Got Sanitizer?

Till about 8-9 years ago, I had no idea what a sanitizer was. I just assumed that it was a women’s hygiene product. You know, because of the word sanitary in it.

On numerous occasions, My Gf (back then) mentioned the word sanitizer and of course it didn’t make any sense to me. But then again, I was too embarrassed to ask her about it.

Scene #1

Her:  Instead of carrying napkins, I carry a sanitizer. It’s so much easy to carry.

Me: Ummmm… Ok….


Scene #2

Her: Sometimes I like playing with my sanitizer.

Me: Errrrr…. Why?

Her: Because it smells really nice…

Me: Ummmmm… Ok…


Scene #3

Me: Man, I forgot to get a handkerchief! Now I have to wipe my hands on my jeans!

Her: Don’t do that!

Me: Do you have wet wipes?

Her: No but I have a sanitizer.

Me: And what’s it supposed to do?

Her: Here!

*Pulls out a little bottle and squirts some clear gel like thing on to my palms*

Me: Errrrr….

Her: Now rub your palms together!

Me: Wow… My hands… are clean!

Her: See! Carrying a sanitizer at all times helps!

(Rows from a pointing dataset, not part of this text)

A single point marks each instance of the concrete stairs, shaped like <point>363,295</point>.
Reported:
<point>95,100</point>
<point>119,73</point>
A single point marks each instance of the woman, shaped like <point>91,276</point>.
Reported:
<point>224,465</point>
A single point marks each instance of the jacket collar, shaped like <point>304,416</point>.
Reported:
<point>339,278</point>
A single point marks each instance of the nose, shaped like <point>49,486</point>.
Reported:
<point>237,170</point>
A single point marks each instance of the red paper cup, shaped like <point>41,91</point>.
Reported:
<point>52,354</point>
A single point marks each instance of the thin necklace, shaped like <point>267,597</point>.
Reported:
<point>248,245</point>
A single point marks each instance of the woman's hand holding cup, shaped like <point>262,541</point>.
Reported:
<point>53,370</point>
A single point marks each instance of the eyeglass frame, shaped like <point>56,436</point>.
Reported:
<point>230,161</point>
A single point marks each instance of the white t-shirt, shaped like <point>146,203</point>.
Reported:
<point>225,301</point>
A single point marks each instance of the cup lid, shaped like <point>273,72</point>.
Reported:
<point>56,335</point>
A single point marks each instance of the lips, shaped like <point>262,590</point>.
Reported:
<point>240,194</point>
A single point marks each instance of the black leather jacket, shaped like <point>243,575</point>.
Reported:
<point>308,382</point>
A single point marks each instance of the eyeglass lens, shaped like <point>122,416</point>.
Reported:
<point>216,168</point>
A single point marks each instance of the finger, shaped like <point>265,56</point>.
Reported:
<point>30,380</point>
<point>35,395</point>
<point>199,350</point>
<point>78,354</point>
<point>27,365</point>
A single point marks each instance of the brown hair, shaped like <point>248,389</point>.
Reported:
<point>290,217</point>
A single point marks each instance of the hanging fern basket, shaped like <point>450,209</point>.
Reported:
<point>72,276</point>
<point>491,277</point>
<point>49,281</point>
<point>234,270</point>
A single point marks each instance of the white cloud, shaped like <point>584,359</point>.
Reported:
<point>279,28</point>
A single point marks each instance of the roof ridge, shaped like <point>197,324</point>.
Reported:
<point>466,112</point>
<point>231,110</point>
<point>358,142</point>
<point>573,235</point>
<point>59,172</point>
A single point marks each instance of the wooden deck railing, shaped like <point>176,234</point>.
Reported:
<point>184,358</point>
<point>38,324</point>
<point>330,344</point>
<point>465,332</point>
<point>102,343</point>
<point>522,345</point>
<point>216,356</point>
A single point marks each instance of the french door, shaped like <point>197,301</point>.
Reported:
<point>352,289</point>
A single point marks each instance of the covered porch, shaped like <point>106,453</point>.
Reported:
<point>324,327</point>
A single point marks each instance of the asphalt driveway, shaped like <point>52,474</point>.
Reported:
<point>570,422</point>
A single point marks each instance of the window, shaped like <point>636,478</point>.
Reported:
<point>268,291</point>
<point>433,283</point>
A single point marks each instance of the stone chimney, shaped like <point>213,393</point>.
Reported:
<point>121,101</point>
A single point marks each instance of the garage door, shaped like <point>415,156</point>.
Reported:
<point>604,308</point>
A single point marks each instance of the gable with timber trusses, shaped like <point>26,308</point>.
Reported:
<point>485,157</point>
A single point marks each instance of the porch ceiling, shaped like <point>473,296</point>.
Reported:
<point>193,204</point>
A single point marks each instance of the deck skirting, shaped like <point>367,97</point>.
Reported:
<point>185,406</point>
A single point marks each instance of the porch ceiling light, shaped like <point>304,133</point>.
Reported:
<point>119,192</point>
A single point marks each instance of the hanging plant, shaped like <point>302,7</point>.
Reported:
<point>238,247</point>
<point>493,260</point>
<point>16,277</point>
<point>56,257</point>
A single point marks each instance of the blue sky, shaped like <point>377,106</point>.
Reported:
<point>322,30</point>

Me: So that’s what a sanitizer is!

Her: Huh? What did you think it was?

Me: Something like a sanitary pad?

Her: #Facepalm



Yes, that really happened!


Tequila, Mi Amor!

I was at The Humming Tree for a concert and I happen to run into some of my old college buddies. I got pretty excited on seeing them, lots of hugs going around and other weird male bonding stuff. Probably because I was four beers down. Anyways, I was feeling happy and I ordered a round of tequila for everyone.

Yeah, not a smart idea.

Me: Cheers everyone!

College Buddy: Cheers!

*After 20 mins*

Me: Buy us a round of beer, buddy!

College Buddy: Actually, I’m not drinking tonight!

Me: What! How come?

College Buddy: Well, I quit drinking!

Me: Why?

College Buddy: Just staying sober!

Me: Alright then, I won’t force you!

College Buddy: Cool man!

Me: Alright, catch ya later!

*After 30 mins*

Me: What the…. He just drank the tequila that I bought for him! That S.O.B! He said that he quit drinking!

*That MOFO*


The Hot Seat!

I went to dinner with some of my classmates from college. FF was in town and he suggested that we’d all meet up for dinner. I wasn’t really excited, nevertheless I hadn’t seen anyone from college in the past five years. So, I’d thought, seems like good idea. I wanted to go drinking. I suggested Gilly’s in Koramangala, just in case these guys were price sensitive. Soon messages and calls started pouring in with excuses such as:

No dude, no booze…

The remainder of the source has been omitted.